LE CONDIZIONI – Secondo Farioli «non c’è alcuna volontà da parte della Regione di spegnere l’impianto di Busto Arsizio che – ripete Farioli – è un’eccellenza e lo sarà ancor di più con l’intervento di manutenzione straordinaria ma serve che si verifichino tutte le condizioni che ho chiesto. In primis quello di ragionare a livello regionale su tutto il ciclo integrato dei rifiuti come stiamo facendo qui nell’Altomilanese con la possibilità della società unica per il ciclo dei rifiuti, la seconda cosa che ho chiesto è di non avere impianti di trattamento dei rifiuti nel raggio di 25 km da Accam, la terza di rispettare gli impegni presi sulla bonifica dell’area attorno ad Accam». Queste le richieste su cui si dovrà riflettere l’assessore e sulle quali si fonderà anche la decisione di Farioli, in conseguenza. 
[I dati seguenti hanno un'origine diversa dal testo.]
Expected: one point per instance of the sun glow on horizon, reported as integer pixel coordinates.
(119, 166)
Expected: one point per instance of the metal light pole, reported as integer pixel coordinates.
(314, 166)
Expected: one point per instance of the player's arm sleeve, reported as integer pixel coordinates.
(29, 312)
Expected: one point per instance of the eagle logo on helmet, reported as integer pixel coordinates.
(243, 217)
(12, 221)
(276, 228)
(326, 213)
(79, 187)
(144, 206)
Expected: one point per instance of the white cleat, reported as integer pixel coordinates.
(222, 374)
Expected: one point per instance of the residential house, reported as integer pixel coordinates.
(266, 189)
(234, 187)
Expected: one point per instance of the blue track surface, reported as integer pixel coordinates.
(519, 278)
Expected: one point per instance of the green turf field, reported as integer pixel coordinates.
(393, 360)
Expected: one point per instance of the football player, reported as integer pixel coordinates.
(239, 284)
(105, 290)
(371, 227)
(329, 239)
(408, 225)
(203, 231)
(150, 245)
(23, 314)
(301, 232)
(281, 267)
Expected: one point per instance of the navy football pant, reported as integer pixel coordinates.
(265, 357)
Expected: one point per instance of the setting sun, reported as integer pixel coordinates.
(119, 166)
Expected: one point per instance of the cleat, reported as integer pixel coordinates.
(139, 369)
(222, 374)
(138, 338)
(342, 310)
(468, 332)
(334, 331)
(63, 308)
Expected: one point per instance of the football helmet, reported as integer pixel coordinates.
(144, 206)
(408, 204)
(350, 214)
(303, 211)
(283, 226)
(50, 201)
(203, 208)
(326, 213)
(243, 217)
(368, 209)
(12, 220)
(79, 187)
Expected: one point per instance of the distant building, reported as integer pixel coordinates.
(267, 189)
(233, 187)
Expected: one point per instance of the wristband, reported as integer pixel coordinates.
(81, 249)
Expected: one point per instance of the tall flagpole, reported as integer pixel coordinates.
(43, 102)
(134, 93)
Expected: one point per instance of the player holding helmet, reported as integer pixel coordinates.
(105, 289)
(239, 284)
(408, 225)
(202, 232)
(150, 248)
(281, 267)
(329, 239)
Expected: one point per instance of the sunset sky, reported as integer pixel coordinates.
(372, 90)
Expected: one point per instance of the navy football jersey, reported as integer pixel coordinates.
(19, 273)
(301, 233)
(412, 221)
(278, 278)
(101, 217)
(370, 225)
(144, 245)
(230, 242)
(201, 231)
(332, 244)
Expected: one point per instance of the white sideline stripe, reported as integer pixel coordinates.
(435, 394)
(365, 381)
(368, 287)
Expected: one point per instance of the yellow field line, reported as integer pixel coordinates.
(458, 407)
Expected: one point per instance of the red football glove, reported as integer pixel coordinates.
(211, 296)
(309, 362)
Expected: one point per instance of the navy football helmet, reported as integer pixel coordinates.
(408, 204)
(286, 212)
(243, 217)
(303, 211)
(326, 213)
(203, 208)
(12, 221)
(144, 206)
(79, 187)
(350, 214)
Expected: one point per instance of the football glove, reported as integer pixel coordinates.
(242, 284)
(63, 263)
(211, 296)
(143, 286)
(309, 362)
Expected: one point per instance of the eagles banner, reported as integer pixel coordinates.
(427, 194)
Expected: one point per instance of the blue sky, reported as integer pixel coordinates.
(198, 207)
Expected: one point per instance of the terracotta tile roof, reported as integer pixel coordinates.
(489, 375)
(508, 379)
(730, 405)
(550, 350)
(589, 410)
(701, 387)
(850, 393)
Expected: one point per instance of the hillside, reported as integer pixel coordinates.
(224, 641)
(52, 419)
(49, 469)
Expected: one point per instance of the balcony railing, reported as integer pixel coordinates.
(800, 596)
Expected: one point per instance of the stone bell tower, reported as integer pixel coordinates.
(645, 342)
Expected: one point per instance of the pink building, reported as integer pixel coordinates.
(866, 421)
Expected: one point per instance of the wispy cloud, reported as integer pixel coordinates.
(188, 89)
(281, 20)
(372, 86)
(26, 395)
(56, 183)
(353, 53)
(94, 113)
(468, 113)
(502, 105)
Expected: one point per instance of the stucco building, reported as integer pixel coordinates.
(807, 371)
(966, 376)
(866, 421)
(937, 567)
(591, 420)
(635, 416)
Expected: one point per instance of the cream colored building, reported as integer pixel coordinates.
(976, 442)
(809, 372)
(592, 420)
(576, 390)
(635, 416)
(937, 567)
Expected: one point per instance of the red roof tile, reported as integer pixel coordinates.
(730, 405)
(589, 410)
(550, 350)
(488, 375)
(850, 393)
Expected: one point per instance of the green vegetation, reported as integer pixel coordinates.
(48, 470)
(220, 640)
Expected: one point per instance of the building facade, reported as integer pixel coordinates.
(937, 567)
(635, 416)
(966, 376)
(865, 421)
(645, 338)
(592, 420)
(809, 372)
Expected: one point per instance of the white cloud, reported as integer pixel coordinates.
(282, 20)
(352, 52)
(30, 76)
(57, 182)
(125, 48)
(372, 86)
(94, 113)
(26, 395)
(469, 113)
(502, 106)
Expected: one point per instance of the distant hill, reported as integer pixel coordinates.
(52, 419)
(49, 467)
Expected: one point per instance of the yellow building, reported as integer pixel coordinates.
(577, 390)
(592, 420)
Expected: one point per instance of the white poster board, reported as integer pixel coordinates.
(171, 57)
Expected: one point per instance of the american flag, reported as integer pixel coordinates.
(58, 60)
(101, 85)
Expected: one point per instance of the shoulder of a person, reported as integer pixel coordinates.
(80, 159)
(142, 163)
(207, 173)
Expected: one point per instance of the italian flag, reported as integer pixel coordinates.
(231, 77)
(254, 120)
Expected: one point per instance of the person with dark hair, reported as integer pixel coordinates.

L’APPELLO – Il sindaco, poi, si rivolge a tutti coloro che già intravedono lo smantellamento dell’impianto: «Lavoriamo insieme per il bene di Busto Arsizio e della salute dei cittadini – ha detto Farioli – spero che i ragionamenti ideologici vengano messi da parte e si guardi ai dati che parlano di Busto come di una città attrattiva economicamente e che negli ultimi cinque anni ha migliorato i propri standard ambientali. Continuiamo su questa strada perchè è l’unica per mantenere pubblico un settore nel quale i privati vedono solo il guadagno». Una proposta che – viste le reazioni di questi giorni – probabilmente non esalterà i vari Movimento 5 Stelle, Legambiente, comitato di Borsano, Sinistra ecologia e libertà che già brindavano alla chiusura.